Cannabidiol reduces Aβ-induced neuroinflammation and promotes hippocampal neurogenesis through PPARγ involvement

Abstract

Peroxisome proliferator-activated receptor-γ (PPARγ) has been reported to be involved in the etiology of pathological features of Alzheimer's disease (AD). Cannabidiol (CBD), a Cannabis derivative devoid of psychomimetic effects, has attracted much attention because of its promising neuroprotective properties in rat AD models, even though the mechanism responsible for such actions remains unknown. This study was aimed at exploring whether CBD effects could be subordinate to its activity at PPARγ, which has been recently indicated as its putative binding site. CBD actions on β-amyloid-induced neurotoxicity in rat AD models, either in presence or absence of PPAR antagonists were investigated. Results showed that the blockade of PPARγ was able to significantly blunt CBD effects on reactive gliosis and subsequently on neuronal damage. Moreover, due to its interaction at PPARγ, CBD was observed to stimulate hippocampal neurogenesis. All these findings report the inescapable role of this receptor in mediating CBD actions, here reported.

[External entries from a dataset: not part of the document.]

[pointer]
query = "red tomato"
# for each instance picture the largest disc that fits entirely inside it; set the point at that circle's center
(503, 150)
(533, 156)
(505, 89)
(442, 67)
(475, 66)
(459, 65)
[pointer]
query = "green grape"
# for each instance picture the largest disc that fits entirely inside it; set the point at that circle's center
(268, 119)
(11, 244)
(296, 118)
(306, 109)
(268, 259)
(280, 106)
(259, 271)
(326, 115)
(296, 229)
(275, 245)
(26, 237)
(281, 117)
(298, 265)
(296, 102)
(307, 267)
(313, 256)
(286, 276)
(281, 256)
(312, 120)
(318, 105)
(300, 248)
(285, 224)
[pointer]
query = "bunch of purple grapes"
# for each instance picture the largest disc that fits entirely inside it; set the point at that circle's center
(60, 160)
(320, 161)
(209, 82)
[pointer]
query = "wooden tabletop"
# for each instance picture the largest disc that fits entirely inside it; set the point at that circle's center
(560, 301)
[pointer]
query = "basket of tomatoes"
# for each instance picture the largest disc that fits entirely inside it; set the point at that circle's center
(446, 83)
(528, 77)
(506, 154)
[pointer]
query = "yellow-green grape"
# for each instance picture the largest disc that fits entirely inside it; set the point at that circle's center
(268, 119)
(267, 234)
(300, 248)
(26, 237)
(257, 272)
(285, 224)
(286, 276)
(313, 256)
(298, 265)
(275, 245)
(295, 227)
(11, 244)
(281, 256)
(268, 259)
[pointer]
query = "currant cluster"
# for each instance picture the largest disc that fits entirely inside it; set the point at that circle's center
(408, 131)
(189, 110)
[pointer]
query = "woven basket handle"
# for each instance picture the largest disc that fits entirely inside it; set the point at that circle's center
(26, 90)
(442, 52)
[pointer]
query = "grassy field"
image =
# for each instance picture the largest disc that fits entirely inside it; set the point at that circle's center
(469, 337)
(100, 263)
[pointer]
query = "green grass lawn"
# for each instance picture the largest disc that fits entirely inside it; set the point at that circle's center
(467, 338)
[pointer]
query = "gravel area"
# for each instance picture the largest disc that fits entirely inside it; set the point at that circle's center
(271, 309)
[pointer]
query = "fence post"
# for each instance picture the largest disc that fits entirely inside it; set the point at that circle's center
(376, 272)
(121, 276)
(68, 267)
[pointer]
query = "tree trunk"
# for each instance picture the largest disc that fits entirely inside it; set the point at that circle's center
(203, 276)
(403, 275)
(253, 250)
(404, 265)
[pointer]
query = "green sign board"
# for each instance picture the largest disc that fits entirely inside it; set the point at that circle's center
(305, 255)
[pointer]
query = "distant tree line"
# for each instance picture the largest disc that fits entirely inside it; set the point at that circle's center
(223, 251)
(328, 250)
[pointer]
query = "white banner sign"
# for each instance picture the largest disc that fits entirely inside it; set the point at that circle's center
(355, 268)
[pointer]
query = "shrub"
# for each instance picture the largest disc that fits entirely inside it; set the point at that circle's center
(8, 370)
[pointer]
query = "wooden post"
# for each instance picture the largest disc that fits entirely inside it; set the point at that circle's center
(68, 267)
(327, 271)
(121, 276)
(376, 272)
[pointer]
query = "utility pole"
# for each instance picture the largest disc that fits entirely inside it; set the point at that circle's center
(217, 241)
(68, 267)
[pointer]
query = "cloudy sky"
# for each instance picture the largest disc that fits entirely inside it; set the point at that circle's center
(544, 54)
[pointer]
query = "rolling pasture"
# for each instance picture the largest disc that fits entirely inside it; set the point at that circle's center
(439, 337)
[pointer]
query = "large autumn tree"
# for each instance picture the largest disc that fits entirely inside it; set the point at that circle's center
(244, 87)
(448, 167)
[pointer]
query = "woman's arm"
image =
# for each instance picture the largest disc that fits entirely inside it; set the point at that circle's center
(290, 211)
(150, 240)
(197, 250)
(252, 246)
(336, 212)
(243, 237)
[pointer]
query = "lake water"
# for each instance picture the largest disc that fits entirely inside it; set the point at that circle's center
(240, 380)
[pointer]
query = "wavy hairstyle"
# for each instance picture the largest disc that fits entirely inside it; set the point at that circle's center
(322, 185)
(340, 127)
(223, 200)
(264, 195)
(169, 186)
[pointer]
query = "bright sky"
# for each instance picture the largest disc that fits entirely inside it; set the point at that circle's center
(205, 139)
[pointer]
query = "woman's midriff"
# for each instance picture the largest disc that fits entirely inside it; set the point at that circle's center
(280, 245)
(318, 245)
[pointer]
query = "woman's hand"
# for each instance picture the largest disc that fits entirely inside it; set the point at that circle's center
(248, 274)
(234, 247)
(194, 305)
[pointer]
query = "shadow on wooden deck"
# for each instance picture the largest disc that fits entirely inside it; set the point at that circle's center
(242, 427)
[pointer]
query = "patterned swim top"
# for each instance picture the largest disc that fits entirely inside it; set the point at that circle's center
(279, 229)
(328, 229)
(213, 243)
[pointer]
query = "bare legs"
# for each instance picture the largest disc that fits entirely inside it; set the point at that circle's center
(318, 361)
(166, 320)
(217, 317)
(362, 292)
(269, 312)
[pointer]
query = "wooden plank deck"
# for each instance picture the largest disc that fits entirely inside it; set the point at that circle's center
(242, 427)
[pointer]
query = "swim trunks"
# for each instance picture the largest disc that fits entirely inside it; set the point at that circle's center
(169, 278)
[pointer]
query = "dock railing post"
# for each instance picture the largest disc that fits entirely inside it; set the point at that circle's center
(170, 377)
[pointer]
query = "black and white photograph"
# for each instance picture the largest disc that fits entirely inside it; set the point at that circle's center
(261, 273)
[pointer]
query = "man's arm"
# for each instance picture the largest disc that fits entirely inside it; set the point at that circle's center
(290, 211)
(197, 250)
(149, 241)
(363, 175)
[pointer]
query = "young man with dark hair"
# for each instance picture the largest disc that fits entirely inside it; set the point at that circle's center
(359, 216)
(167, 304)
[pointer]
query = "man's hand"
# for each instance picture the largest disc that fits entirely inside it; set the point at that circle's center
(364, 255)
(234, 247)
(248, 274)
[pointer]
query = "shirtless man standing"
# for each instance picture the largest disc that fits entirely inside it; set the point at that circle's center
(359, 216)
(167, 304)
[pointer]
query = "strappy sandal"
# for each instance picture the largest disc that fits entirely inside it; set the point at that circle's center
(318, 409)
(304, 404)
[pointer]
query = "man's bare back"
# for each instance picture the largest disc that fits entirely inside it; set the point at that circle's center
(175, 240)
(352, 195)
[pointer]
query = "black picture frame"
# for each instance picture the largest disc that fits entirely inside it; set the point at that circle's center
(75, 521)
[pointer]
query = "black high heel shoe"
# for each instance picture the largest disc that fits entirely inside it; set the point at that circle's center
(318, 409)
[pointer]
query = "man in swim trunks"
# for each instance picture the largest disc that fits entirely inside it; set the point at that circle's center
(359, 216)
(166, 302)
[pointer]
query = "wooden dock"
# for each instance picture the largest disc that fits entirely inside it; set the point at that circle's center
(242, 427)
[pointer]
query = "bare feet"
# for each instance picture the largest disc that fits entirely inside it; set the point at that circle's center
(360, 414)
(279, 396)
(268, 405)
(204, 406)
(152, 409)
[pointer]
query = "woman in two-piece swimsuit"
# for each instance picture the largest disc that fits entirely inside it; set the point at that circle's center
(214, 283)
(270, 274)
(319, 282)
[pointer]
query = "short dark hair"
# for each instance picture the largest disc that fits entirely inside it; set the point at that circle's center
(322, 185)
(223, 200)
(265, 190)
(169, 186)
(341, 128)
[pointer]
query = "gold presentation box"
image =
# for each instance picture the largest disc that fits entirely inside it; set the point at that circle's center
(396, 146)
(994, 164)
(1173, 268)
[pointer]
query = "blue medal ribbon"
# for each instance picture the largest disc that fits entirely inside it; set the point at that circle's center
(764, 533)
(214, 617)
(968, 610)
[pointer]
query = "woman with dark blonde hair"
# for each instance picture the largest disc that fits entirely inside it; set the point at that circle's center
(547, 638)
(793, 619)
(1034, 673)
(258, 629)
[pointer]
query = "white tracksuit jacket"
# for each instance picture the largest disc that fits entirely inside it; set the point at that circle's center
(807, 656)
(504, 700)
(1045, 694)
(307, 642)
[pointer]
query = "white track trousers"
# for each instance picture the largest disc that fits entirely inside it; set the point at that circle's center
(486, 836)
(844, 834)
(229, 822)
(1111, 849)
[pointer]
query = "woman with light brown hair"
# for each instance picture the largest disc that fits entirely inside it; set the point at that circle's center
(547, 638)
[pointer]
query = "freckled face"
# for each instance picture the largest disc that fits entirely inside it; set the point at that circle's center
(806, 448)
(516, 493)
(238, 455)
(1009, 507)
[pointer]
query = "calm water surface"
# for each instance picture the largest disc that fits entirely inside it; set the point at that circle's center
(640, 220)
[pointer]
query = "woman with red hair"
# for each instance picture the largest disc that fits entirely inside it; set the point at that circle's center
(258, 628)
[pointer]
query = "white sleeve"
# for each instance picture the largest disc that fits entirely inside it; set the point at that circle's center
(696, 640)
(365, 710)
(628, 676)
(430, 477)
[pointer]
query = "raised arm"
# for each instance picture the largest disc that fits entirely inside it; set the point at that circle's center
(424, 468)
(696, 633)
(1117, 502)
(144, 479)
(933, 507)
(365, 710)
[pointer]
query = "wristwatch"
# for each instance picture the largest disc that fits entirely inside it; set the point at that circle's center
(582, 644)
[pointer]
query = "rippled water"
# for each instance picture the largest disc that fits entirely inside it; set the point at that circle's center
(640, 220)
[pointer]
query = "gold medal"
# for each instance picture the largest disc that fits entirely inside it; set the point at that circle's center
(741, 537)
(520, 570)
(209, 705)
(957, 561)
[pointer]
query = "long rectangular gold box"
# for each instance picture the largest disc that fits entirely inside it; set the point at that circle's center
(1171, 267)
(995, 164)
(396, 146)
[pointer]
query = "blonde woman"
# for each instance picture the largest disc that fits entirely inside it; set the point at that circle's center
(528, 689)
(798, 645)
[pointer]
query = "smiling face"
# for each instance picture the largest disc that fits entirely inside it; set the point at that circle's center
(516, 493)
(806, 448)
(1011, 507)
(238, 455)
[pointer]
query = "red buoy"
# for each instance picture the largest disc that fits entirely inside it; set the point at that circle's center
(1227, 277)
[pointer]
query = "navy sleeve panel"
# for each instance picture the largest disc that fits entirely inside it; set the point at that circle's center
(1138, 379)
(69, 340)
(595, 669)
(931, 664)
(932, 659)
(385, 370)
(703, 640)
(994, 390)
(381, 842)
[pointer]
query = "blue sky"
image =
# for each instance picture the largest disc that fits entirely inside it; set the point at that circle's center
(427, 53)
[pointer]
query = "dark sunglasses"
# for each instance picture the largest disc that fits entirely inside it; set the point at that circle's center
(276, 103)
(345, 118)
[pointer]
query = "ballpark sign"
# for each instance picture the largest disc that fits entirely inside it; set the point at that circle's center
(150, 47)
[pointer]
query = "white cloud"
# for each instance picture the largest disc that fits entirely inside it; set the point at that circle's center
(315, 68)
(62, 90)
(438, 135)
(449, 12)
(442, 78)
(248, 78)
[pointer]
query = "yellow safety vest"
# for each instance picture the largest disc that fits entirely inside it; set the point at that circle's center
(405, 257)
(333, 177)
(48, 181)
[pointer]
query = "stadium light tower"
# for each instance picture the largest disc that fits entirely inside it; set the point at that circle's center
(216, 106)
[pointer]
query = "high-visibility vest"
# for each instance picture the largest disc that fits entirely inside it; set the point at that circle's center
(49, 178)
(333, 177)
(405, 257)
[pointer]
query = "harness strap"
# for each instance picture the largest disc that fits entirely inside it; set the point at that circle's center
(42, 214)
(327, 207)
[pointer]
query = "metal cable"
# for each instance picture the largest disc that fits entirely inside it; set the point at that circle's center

Figure 1. Effect of CBD on the release of inflammatory mediators by in vitro cultured astrocytes.

Aβ-challenged astrocytes (1 µg/ml) were treated with CBD (10⁻⁹–10⁻⁷ M) in the presence of PPARα (MK886, 3 µM) or PPARγ (GW9662, 9 nM) antagonist. 24 h later, NO production was determined by measuring nitrite (NO₂ ⁻) accumulation in the culture medium (A), whereas IL-1β, TNFα, and S100B release was determined by ELISA experiments (B,C,D). Each bar shows the mean ± S.E.M. of five separate experiments. ***p<0.001 vs. control; °p<0.05, °°p<0.01, and °°°p<0.001 vs. Aβ-challenged cells.

Figure 2. Effects of CBD on Aβ-induced iNOS, GFAP, S100B, and p50/p65 expression in rat astrocytes.

Aβ-challenged cells (1 µg/ml) were treated with CBD (10⁻⁹–10⁻⁷ M) in the presence of PPARα (MK886, 3 µM) or PPARγ (GW9662, 9 nM) antagonist. iNOS, GFAP, and S100B expression was evaluated by Western blot 24 h after treatments. NF-κB activation was evaluated 3 h following treatments by Western blot analysis of its component p50 and p65. Figure shows results of Western blot analysis of proteins (A) and densitometric analysis of corresponding bands (B). Results are the mean ± S.E.M. of four separate experiments. ***p<0.001 vs. control; °p<0.5, °° p<0.01, and °°°p<0.001 vs. Aβ-challenged cells.

Figure 3. Effects of CBD on Aβ-induced iNOS, GFAP, S100B, calbindin, and p50/p65 expression in rat hippocampi.

Results of Western blot analyses of iNOS, GFAP, S100B, calbindin, and p50/p65 performed on rat hippocampus homogenates (A) and densitometric analysis of corresponding bands (B). Results are the mean ± S.E.M. of three separate experiments. *** p<0.001 vs. vehicle inoculated rats; °°p<0.01 and °°° p<0.001 vs. Aβ-inoculated rats.

Figure 4. Effects of CBD on reactive gliosis, neuronal survival, and neurogenesis in rat hippocampi.

A: representative photomicrographs of the CA1 area of rat hippocampus showing the results of immunohistochemical evaluation of GFAP. B: representative photomicrographs showing the results of Nissl staining of the whole rat hippocampus (2X magnification) and the corresponding CA1 region (10X magnification). C: immunofluorescence photomicrographs showing a particular (10X magnification) of DCX-labeled cells in the dentate gyrus (DG) of rat hippocampi.